Computing Systems Status
Updated 6/15/2026: Due to a cooling issue in one of the McCleary racks at West Campus, the nodes that have names beginning with r813 (except for r813u29n09 and r813u29n11) are currently down. This outage is caused by a faulty Liquid Cooling Distribution Unit, causing equipment in the rack to overheat and shutdown. We are working with the CDU vendor to resolve the issue.

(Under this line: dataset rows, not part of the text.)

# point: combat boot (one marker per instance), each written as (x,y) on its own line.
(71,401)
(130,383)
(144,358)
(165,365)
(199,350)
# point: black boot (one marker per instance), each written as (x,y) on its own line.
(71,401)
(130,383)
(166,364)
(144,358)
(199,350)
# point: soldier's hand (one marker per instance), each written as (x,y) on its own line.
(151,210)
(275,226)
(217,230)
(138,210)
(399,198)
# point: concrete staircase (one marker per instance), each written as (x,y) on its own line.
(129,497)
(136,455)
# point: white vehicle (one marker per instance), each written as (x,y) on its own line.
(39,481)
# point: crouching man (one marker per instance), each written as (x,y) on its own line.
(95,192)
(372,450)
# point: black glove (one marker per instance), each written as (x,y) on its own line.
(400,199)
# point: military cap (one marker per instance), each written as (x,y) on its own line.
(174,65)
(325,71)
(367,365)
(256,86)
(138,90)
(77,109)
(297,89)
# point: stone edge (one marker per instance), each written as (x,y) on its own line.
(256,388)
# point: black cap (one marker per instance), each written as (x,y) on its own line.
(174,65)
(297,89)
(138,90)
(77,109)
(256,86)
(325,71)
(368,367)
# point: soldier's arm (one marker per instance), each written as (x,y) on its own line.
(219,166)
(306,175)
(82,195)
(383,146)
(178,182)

This issue impacts the following McCleary scheduler partitions:
- 26 of the 33 nodes in the day partition
- 14 of the 16 nodes in the week partition
- 1 of the 20 nodes in the gpu partition
- 1 of the 3 nodes in the pi_gerstein_gpu partition
- 2 of the 10 nodes in the pi_jetz partition
- 4 of the 4 nodes in the pi_ohern partition
- 2 of the 2 nodes in the pi_sestan partition
- 4 of the 4 nodes in the pi_tsang partition
Slurm jobs can be submitted as usual, however any jobs that would start on the affected nodes won’t start until after the cooling issue is resolved.
The vendor will be onsite Wednesday, 6/17/2026 to resolve the issue. Their work is expected to complete by the end of the day.
We realize this is an impact to your work and apologize for the inconvenience. If you have any questions, comments, or concerns, please contact us at research.computing@yale.edu.
Resolved past issues:
6/4/2026 13:00: Hopper experienced a system issue that impacted availability. We engaged the storage vendor to resolve the issue. Hopper availability was restored by 15:30.
6/1/2026 8am-3pm: Reduced Capacity on McCleary: To address a cooling issue in one of the McCleary racks at West Campus, we needed to temporarily take down the McCleary nodes that have names beginning with r813 (except for r813u29n09 and r813u29n11). The work took place from 8am-3pm on Monday, June 1, 2026.
5/11/2026: There was a power drop at the West Campus Data Center on the morning of 5/11/2026. This impacted running jobs on McCleary, Grace, Misha and Milgram. Please check your jobs to see how they were impacted.
2/13/2026: Bouchet scheduler issues have been resolved. All systems are operational.